The mirror neuron system
When you perform an action, neurons in the brain activate – no surprise. But also, those same neurons may activate when you observe someone else performing that action. These are mirror neurons: Neurons that activate both when you perform an action and when you observe someone else perform that action.
For example, Rizzolatti et al (1996) observed that, in monkeys, the same areas of the brain activated when the monkeys reached for food as when they watched someone else reach for food. This is one of the earliest studies demonstrating the existence of mirror neurons.
Mirror neurons may be the biological basis of social cognition, enabling us to empathise with others, which would help inform our theory of mind and perspective-taking.
Given that mirror neurons are associated with social cognition, and autism is associated with difficulties in social cognition, Ramachandran and Oberman (2006) propose the ‘broken mirror’ theory of autism. The broken mirror theory says autism is caused in part by deficiencies in the mirror neuron system.AO3 evaluation points: The mirror neuron system
Strengths of the mirror neuron system as an explanation of social cognition:
- Supporting evidence: In addition to Rizzolatti et al (1996) described above, several other studies – including in humans – support the existence of mirror neurons and their role in social cognition.

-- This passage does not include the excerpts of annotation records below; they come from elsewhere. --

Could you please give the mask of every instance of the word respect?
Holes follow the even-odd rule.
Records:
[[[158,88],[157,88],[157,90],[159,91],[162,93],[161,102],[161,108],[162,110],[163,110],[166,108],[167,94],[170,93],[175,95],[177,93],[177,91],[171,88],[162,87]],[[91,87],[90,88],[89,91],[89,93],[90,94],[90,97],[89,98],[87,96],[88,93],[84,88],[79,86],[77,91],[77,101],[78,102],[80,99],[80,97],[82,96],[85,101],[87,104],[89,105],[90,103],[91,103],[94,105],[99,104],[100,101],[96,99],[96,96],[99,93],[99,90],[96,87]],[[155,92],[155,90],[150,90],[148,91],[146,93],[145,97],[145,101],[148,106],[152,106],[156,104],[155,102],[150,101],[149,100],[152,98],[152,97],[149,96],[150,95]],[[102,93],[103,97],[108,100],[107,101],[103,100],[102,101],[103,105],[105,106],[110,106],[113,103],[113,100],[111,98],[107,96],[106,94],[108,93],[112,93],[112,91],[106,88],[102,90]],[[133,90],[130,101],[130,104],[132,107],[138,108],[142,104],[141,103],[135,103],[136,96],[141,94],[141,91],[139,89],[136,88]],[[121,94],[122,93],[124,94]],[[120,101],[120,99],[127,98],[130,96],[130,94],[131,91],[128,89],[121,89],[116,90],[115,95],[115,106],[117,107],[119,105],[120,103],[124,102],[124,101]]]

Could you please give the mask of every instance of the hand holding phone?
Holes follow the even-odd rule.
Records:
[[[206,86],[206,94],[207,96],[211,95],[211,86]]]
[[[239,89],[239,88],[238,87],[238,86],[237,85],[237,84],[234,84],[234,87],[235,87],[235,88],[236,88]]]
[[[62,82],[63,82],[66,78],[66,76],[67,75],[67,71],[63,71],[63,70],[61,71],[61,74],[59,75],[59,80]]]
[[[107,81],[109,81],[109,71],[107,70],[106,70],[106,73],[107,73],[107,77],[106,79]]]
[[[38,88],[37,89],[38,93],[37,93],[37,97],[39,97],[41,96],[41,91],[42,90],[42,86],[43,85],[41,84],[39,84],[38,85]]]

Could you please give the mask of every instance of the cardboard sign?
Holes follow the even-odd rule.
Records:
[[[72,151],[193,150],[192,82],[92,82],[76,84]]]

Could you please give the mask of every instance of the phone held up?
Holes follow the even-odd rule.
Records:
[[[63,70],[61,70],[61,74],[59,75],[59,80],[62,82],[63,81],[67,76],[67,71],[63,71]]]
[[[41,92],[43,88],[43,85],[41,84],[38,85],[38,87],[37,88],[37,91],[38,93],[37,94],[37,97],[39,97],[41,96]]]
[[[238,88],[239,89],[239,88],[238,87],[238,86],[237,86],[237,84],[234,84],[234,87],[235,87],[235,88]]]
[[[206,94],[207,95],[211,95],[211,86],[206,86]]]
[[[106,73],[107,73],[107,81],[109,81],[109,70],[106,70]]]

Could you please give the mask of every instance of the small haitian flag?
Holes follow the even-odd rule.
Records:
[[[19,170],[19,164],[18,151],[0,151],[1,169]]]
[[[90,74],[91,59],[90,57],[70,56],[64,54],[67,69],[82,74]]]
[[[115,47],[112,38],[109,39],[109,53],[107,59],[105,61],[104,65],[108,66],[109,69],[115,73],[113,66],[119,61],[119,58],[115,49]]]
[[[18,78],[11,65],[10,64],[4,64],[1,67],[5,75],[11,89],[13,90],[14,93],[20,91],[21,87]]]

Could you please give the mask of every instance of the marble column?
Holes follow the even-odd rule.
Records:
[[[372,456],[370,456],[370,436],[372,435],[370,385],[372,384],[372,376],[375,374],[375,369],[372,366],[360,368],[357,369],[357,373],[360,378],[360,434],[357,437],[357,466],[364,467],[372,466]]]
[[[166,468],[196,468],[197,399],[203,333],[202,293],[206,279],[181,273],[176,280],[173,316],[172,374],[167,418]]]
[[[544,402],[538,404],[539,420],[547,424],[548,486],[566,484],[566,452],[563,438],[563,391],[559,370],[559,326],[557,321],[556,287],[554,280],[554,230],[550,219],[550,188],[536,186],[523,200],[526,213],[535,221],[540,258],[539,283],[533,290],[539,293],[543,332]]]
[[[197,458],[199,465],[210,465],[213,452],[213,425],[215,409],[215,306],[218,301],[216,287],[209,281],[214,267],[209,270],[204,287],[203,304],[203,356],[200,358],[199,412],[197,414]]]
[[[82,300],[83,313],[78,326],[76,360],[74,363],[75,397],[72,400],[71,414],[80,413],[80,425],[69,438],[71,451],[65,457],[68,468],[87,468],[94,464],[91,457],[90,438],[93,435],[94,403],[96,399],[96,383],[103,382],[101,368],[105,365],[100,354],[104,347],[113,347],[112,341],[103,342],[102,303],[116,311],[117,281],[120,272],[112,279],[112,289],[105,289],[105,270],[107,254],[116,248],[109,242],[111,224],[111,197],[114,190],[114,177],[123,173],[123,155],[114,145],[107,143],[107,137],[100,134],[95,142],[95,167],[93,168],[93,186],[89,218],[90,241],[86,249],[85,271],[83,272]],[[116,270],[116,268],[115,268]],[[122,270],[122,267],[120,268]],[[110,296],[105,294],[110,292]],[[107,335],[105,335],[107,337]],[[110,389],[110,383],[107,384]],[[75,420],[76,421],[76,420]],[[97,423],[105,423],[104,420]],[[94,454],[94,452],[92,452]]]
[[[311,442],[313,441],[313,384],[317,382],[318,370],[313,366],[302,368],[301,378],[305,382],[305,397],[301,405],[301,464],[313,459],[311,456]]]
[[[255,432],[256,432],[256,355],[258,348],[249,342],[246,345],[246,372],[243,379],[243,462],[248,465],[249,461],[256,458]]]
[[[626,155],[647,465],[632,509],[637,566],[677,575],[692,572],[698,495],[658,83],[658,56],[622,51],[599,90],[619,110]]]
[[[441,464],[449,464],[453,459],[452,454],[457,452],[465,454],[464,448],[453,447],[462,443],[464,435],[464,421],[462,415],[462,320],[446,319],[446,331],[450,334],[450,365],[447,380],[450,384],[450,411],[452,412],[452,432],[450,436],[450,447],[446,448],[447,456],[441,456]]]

- For example, Haker et al (2013) conducted fMRI brain scans while participants watched videos of people yawning. The researchers observed that areas of the mirror neuron system (the Brodmann’s area) activated while the participants watched the video. Based on this, they speculate that empathy via the mirror neuron system is why yawning is contagious.
- In another study using fMRI scans, Dapretto et al (2006) compared brain activity in autistic children to non-autistic controls when observing facial expressions. They observed that the autistic children had no activity in an area of the mirror neuron system (the interior frontal gyrus) compared to controls, lending support to the broken mirror theory of autism.

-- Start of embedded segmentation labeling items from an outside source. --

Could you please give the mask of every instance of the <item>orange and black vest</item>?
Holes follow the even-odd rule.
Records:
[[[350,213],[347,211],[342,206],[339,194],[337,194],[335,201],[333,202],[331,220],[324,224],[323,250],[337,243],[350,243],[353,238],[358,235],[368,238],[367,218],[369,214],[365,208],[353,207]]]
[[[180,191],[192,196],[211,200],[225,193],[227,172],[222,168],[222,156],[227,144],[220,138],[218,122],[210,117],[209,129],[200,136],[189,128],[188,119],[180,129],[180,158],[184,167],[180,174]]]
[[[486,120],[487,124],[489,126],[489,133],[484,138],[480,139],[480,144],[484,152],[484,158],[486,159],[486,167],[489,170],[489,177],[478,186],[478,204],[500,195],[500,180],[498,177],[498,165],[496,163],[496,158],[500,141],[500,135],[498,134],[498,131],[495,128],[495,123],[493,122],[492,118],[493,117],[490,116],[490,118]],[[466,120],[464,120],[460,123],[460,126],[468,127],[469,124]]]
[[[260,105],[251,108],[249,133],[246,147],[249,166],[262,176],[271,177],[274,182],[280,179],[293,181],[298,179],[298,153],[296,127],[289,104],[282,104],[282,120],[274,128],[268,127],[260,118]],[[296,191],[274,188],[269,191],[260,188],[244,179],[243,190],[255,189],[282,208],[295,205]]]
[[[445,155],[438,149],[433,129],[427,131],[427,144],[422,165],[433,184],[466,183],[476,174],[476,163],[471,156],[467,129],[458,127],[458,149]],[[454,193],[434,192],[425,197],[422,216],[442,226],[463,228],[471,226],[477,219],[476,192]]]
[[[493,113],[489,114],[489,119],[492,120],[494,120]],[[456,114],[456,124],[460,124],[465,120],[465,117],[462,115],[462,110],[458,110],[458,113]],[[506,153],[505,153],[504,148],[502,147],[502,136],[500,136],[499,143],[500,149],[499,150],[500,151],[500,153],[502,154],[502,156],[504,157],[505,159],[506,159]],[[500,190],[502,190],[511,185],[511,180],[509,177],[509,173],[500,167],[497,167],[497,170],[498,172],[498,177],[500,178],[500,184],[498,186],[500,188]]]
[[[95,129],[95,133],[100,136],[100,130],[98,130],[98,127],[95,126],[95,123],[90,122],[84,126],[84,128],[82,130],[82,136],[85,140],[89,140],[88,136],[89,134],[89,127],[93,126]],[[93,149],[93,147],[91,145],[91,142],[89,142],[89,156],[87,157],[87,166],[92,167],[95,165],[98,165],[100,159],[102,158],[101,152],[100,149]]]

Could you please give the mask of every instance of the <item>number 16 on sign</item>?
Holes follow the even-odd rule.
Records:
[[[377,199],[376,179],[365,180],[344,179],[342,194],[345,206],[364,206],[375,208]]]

Weaknesses of the mirror neuron system as an explanation of social cognition:
- Conflicting evidence: Some studies cast doubt on the broken mirror theory of autism. For example, as well as social cognition, the mirror neuron system is heavily linked with motor actions (i.e. controlling ones’ movements). But fMRI scans of people with autism by Dinstein et al (2010) found they had normal mirror neuron activity when observing people perform motor actions (e.g. moving their hands), which suggests people with autism do not have deficits in their mirror neuron system.
- Methodological concerns: There are several methodological concerns about evidence for mirror neurons and theories of social cognition that are based on mirror neurons. For example:
- Specific mirror neurons not identified: Much of the evidence for mirror neurons is based on brain scans such as fMRI and EEG. However, these methods are only able to measure general brain activity in an area, not activity in specific neurons.
- Generalisation from animal studies: Hickok (2009) argues that observations in monkeys are overly generalised to human beings. For example, monkey studies such as Rizzolatti et al (1996) observe mirror neuron activity in monkeys watching people perform motor actions (e.g. reaching for food). But the mirror neuron explanation is then extended to higher cognitive processes in humans – such as language and theory of mind – which monkeys don’t have.